The workshop will take place as well in the  Theatre Institute in Warsaw (1 – 10 July 2015). For more information visit en.instytut-teatralny.pl.

 

ROMAN SIWULAK

born in 1952 in Krakow, painter, actor, educator, graduate of the Academy of Fine Arts in Krakow, active in a variety of creative disciplines. From 1970 he was a member of Tadeusz Kantor’s Cricot 2 Theatre, taking part in all the Cricot 2 productions until 1992.

From 1994 to 2001 he cooperated with French theatres. He took part in performances: En passant based on Nietzsche’s Zarathustra and Barbe Bleue by  Georg Trakl in Compagnie Singuliér (1994-98). In 1999 he ran workshops and directed a performance entitled Magellan in Théâtre du Radeau in Le Mans. In 2000, he participated in preparations for the production Mine of the Adequate Theatre in Le Mans and in 2001 he co-directed the play Les Clowns in the  Circus Klotz theatre.

He was a lecturer at:

– Milano Scuola Dramatica di Paolo Grassi, producing a diploma performance based on Witkiewicz’s play They (Milan, 1993);

– Scuola Internazionale di Musicisti per il Teatro in Centro teatrale La Corte Ospitale, where he facilitated workshops (Rubiera, 2008);

–  Conservatorio Vivaldi Instituto di Alta Formazione Musicale, where he also facilitated workshops (Alessandria, 2009);

– Centro Aggregativo Apollo 11 – Esquilino Young Orchestra. As part of an art/social programme aiming at cultural integration of immigrants, he organised workshops and a performance with children (Rome, 2010).
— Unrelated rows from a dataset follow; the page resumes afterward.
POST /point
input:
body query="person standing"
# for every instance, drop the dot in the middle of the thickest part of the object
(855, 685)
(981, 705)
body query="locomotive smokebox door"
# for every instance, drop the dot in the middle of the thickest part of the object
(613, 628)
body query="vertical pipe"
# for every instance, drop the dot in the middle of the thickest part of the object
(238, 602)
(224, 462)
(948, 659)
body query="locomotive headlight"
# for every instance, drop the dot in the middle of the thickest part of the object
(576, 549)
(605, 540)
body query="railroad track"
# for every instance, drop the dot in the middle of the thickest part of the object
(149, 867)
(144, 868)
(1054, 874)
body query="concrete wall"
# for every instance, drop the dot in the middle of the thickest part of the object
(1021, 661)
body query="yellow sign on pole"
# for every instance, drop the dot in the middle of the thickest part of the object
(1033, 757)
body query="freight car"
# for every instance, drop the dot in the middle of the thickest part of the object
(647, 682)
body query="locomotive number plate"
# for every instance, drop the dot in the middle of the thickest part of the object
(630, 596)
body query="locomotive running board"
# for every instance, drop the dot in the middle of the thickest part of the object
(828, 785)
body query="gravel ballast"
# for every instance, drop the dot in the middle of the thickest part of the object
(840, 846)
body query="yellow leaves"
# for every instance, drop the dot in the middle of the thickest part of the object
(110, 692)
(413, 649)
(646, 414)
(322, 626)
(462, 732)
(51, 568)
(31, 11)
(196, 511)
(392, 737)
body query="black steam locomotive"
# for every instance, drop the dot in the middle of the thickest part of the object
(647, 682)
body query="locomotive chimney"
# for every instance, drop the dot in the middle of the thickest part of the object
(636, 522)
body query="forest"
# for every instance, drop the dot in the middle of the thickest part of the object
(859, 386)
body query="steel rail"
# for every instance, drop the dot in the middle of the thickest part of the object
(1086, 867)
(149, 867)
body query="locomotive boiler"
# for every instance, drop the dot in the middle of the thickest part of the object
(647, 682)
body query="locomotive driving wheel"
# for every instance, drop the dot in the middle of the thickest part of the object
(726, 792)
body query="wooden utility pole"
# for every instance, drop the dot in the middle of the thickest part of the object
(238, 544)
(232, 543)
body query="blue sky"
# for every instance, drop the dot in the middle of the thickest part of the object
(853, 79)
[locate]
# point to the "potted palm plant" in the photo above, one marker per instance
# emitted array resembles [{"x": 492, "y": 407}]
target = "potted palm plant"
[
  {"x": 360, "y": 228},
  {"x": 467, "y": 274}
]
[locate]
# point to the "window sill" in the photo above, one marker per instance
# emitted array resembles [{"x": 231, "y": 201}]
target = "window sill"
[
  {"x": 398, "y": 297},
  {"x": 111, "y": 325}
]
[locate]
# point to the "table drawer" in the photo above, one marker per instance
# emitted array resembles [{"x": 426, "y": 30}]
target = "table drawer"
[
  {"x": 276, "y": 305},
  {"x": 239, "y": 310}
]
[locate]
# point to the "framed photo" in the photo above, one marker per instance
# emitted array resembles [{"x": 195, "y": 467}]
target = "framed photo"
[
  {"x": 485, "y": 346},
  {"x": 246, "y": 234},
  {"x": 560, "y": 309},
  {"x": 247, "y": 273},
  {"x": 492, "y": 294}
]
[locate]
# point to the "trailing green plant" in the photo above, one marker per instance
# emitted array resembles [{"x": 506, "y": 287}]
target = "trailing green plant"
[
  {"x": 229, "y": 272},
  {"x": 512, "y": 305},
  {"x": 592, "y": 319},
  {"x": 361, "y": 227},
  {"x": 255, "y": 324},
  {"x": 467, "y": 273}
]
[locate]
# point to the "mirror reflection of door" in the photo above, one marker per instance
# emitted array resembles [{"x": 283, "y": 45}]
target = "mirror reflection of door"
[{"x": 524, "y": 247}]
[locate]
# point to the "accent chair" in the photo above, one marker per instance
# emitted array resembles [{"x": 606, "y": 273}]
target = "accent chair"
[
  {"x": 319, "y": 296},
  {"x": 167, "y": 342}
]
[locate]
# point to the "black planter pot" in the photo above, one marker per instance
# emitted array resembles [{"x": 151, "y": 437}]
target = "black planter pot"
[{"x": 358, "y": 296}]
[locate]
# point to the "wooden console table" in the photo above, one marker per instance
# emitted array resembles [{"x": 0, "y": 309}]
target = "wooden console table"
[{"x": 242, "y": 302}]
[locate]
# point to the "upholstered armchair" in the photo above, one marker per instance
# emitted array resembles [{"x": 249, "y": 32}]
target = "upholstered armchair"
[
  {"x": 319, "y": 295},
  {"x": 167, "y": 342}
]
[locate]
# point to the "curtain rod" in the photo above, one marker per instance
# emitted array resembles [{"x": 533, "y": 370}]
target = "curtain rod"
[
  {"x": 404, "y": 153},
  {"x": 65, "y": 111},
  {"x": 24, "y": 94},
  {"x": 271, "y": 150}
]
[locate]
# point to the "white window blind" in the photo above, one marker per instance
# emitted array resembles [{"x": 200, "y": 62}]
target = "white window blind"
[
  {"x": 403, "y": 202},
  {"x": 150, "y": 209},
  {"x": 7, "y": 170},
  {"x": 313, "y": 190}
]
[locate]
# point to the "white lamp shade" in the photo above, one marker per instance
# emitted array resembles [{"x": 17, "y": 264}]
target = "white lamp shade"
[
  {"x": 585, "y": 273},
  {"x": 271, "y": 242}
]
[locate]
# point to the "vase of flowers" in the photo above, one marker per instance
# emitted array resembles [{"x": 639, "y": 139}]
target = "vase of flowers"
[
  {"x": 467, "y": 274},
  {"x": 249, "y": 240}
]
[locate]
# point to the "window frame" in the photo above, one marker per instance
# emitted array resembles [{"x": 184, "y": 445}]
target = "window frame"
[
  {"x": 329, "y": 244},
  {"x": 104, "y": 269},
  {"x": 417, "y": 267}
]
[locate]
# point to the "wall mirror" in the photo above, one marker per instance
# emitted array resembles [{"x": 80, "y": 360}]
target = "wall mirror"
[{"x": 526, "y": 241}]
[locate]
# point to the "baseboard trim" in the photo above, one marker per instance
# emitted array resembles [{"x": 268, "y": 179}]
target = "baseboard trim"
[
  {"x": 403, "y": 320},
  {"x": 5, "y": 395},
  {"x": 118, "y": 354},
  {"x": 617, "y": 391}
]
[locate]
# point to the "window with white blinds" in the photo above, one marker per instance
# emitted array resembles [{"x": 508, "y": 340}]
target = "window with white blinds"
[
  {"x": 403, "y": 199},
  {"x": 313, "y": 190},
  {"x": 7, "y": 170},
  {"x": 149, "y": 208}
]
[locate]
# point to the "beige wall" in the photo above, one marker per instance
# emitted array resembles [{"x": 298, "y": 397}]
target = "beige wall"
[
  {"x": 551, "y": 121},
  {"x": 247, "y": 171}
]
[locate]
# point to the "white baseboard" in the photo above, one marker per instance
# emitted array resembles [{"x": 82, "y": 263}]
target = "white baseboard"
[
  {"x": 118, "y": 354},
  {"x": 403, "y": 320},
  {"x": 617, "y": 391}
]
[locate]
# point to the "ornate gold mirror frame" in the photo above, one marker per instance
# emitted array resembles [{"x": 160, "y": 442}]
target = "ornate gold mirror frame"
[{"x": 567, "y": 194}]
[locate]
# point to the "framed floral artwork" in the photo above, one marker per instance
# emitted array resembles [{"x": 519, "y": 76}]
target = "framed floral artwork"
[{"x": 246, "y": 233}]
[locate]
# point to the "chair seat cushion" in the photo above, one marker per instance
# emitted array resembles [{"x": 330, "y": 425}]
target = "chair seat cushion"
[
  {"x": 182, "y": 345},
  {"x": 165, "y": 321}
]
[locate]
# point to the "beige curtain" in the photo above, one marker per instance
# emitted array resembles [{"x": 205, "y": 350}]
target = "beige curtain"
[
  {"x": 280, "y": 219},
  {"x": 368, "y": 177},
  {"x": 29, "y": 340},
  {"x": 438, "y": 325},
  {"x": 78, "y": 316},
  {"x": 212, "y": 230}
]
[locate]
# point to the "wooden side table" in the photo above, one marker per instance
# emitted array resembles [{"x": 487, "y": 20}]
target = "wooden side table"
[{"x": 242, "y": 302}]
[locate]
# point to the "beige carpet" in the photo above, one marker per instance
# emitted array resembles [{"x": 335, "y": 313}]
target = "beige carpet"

Since 2000, a member of the Italian group Orchestra Teatro di Moni Ovadia:
Il banchiere errante (2001), Il Violinista sul tetto, (2002), L’Armata la Cavallo (2005), Le storie del Signor Keuner (2006), Shylock Il Mercante Di Venezia
In Prova (2011). Linked to Italy though his work as a director and participation
in the performance Omaggio a Kantor at Mittelfest Festival in Cividale in 2005 and in the production for the Festival della Mente in Sarzana in 2008.

His paintings were displayed in solo shows in the Krzysztofory Gallery, Otwarta Pracownia in Krakow, Foksal Gallery in Warsaw as well as in collective exhibitions including: Polish Avant-Garde from 1910 to 1978 in Palazzo delle Esposizioni (Rome, 1979), Fifth Exhibition of the Collection of the Małopolska Foundation for the Contemporary Art Museum in Cricoteka (Krakow, 2008) and the exhibition in the Gallery of the Academy of Fine Arts in Krakow (2012).